FUN FACT: If you find this song hauntingly familiar, it’s because “How Do” by the Brit trip-hop band Sneaker Pimps was an undercover cover.
This is where the movie wins everything—The Wicker Man is in large part a musical. Just as any pagan ritual would, each ritual is punctuated with a live traditional folk or original song. I’m listening to the soundtrack as I write this, and its drums haunt my mind with a frightening march cadence, and the sparely plucked strings are uncomfortable seductive. The soundtrack, available on iTunes, is a must-get for any fan of this sublime film.
And Christopher Lee. Before he moved to Isengard and donned the mantle of Saruman the White, Mr. Lee was Lord Summerisle, the grandson of the founder of the island’s pagan community. With his signature commanding voice, he rules over the pagan people of Summerisle with a fatherly strength and an earnest concern. The people of Summerisle are happy, and Lord Summerisle is their guiding light. Cast as as Sergeant Howie’s main interlocutor, Mr. Lee has never been more believable or more frightening.
But beyond the casting and beyond the verisimilitude of the pagan rituals, it’s The Wicker Man’s transcendence of genre that makes it so disturbing. Not just a horror film, not just a musical, it’s also a mystery. In many ways it also plays as a documentary. It cannot be pinned to a single genre. This ambiguity is what makes the every day lives of these pagans so frightening. The simple, safe words (man, pole, fire, wicker, may, hair, naked) are suddenly chill-inducing. The daylight is now dangerous, the sun a devouring god.

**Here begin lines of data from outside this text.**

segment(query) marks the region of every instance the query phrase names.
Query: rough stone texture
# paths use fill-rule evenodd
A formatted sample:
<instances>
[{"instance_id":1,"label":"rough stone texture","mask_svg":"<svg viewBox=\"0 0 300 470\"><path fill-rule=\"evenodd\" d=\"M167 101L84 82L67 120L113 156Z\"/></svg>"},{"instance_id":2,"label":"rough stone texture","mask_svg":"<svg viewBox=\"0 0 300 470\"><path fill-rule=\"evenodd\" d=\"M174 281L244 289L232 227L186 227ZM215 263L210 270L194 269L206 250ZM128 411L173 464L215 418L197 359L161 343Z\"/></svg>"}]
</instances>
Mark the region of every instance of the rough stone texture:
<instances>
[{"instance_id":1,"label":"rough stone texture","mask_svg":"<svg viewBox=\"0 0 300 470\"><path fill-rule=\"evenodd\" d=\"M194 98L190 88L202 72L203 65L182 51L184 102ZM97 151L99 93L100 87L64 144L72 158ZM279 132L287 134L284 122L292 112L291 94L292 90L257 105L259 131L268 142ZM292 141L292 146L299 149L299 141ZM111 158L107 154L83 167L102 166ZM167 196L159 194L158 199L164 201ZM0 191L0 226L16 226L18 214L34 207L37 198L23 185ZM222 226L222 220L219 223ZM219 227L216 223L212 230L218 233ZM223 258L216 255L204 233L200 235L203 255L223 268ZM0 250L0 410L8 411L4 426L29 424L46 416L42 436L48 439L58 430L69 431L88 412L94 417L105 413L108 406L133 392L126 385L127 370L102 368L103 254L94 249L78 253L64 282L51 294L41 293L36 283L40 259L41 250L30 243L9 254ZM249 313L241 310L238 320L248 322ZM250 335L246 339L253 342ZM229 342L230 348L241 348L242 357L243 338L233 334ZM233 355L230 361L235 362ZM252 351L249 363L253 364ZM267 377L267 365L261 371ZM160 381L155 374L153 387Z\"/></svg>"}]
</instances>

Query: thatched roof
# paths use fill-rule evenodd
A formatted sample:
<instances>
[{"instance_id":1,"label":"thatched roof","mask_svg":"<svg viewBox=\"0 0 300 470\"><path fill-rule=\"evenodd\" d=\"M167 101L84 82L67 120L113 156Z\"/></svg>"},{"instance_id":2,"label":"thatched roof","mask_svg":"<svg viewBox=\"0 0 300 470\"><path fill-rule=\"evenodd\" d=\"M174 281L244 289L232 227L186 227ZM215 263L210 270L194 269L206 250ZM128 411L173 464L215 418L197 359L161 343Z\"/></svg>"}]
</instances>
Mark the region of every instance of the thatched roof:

All in all, The Wicker Man is a frightening romp through a world departed, a world in which you find yourself ultimately rooting for the pagans. And this is why The Wicker Man endures. In a world in which all we read about are the gay-hating, fun-bashing Christians who spout off their judgement and bible interpretations at every turn, watching one get burned alive is the fictional solace we desire. Enough already, guys. There are people all over the world with different beliefs that may seem crazy to you but are working out just fine for them. Sergeant Howie, as he’s led to his martyrs death, pleads, “killing me won’t bring your apples back.” That’s true, but at least it will shut you up.